Justices Reject Colorado Law Banning ‘Conversion Therapy’ for L.G.B.T.Q. Minors
“The state and more than 20 others restrict therapists from trying to change the gender identity or sexual orientation of L.G.B.T.Q. clients under the age of 18.

The Supreme Court on Tuesday sided with a Christian therapist, rejecting a Colorado law that prohibited mental health professionals from trying to change the sexual orientation or gender identity of L.G.B.T.Q. minors.
The court’s decision has implications for more than 20 other states that have similar laws barring so-called conversion therapy, which critics say is ineffective and potentially dangerous for young people.
In its decision, the court said the law, as applied to talk therapy, impermissibly interferes with free speech.

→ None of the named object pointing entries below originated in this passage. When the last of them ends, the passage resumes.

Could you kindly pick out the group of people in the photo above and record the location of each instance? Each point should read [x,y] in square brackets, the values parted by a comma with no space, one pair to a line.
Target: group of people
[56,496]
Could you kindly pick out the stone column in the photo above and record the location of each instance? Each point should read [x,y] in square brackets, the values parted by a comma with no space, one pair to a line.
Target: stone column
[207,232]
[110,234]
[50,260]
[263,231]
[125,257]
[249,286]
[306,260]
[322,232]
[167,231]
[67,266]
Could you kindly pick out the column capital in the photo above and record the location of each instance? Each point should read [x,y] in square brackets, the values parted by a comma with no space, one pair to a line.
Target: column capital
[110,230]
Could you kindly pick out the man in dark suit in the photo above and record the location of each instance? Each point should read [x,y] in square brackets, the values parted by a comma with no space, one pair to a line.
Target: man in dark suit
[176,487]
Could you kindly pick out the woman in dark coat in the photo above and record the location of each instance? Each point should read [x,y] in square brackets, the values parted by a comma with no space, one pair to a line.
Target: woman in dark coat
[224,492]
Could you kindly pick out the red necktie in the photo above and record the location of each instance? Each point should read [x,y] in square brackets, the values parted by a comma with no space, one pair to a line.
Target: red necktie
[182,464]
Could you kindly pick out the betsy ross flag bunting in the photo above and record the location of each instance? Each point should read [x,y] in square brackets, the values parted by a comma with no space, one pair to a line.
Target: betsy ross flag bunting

“Colorado may regard its policy as essential to public health and safety,” Justice Neil M. Gorsuch wrote for himself and seven other justices from across the ideological spectrum. “But the First Amendment stands as a shield against any effort to enforce orthodoxy in thought or speech in this country.”
Only Justice Ketanji Brown Jackson dissented, reading a lengthy summary of her opposition from the bench.
Justice Jackson warned of the broader implications for medical care that she said could be “catastrophic” if states cannot regulate some kinds of speech by licensed professionals.
“This decision might make speech-only therapies and other medical treatments involving practitioner speech effectively unregulatable,” she wrote, criticizing her eight colleagues for having made “this momentous decision without adequately grappling with the potential long-term and disastrous implications.”
Colorado’s statute, adopted in 2019, prohibits “any practice or treatment” that tries to change a minor’s “gender expressions or to eliminate or reduce sexual or romantic attraction or feelings toward individuals of the same sex.”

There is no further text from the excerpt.